- También se suspendieron clases
Marco Serna y Francisco V.- La agudeza de los aguaceros generó daños y accidentes.
Es urgente que Protección Civil tome las riendas en los asuntos y exija a los propietarios de terrenos que presentan riesgo que realicen lo necesario para evitar tragedias.
La humedad ocasionó la caída de bardas, árboles y por las lluvias algunas escuelas suspendieron clases.
La noche del miércoles 18 de septiembre, una barda cayó sobre una camioneta.
El problema se registró sobre la calle Jesús Carranza, entre Maclovio Herrera y Manuel José Othón.

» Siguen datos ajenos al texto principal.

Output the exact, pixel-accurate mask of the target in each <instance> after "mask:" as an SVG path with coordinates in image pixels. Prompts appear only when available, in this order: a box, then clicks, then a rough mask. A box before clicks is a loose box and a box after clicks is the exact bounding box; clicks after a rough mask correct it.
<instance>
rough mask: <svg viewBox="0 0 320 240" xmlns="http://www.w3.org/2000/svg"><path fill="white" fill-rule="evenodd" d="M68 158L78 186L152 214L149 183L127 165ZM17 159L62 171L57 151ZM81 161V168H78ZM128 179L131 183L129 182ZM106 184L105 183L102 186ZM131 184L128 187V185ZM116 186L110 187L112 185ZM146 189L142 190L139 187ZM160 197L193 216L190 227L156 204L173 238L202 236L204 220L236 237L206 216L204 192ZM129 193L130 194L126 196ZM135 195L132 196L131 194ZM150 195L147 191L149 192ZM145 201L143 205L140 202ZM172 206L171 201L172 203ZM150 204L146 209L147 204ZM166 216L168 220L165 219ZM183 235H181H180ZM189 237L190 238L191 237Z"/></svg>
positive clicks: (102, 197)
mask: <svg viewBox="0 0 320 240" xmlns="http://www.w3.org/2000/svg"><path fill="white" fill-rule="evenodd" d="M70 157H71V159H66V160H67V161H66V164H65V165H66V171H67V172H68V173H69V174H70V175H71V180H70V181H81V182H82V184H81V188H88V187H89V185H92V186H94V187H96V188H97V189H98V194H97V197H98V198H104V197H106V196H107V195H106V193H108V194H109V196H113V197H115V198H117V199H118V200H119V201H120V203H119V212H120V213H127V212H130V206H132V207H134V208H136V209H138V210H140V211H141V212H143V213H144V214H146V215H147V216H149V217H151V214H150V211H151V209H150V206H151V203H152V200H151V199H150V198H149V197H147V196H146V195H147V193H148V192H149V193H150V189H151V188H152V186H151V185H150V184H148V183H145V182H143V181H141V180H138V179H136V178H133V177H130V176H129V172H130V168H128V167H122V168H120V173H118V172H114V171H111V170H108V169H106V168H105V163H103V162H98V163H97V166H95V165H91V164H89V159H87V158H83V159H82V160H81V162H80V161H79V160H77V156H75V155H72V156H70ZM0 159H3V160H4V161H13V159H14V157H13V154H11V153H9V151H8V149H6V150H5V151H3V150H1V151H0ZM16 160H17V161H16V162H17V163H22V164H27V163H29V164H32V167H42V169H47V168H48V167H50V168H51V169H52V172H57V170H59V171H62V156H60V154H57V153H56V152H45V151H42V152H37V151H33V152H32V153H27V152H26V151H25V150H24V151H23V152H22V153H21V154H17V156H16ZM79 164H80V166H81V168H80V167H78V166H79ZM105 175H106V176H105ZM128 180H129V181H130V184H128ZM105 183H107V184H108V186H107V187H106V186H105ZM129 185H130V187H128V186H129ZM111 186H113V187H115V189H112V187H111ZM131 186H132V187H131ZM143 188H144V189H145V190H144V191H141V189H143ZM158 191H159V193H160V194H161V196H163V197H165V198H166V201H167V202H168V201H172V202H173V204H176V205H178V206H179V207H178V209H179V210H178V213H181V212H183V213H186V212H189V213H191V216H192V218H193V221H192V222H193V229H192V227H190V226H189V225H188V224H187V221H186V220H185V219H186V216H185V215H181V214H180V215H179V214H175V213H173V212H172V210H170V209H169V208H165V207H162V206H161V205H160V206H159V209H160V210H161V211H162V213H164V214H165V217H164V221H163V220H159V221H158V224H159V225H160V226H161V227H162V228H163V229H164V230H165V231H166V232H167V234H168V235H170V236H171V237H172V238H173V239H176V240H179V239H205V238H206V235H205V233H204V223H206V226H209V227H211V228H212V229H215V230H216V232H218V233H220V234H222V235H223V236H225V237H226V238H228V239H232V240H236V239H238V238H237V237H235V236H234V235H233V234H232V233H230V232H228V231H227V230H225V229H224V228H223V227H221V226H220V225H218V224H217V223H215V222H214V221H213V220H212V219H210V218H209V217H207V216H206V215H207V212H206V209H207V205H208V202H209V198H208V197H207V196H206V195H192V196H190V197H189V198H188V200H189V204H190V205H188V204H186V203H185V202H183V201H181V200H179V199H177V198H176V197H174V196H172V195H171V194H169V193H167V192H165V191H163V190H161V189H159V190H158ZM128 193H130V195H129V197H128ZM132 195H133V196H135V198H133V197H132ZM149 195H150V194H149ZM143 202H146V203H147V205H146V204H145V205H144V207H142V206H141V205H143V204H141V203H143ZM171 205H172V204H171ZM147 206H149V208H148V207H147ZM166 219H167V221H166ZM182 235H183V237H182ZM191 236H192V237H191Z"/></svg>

Afortunadamente solo se conocieron daños materiales.
La unidad se dejó sobre la vía pública porque en un taller se le realizarían reparaciones.
De la Central de Autobuses, sobre Nicolás Bravo también cayeron escombros que si hubieran golpeado a un ciudadano las consecuencias habría sido intensas.
El desperfecto de ambas construcciones fue arreglado durante la mañana del 19 de septiembre.
Sobre las lluvias, la precipitación más intensa que recibió el municipio fue la que aconteció la noche del lunes 16 septiembre.
Al amanecer del martes la lluvia se presentó con gran rigor y diferentes instituciones suspendieron labores.
En las escuelas, la mayoría de alumnos no se hizo presente y los pocos que llegaron lo hicieron “enojados”, pues con la “mojada” podrían enfermar.
Pero el reblandecimiento de la tierra propició que un árbol de mezquite cayera en la calle Marcos Vives, frente a la escuela primaria «Rafael Nieto».
El árbol se despeñó cerca de las ocho de la mañana del martes 17 y estuvo a punto de apachurrar dos animales que se encontraban amarrados muy cerca.
También, una barda de piedra se derrumbó en la calle Pípila, casi esquina con 5 Febrero, en el barrio del Gavilán.
El camino al Saúz fue escenario de otro accidente donde participó un camión Dina, cuyas partes quedaron esparcidas en el lugar.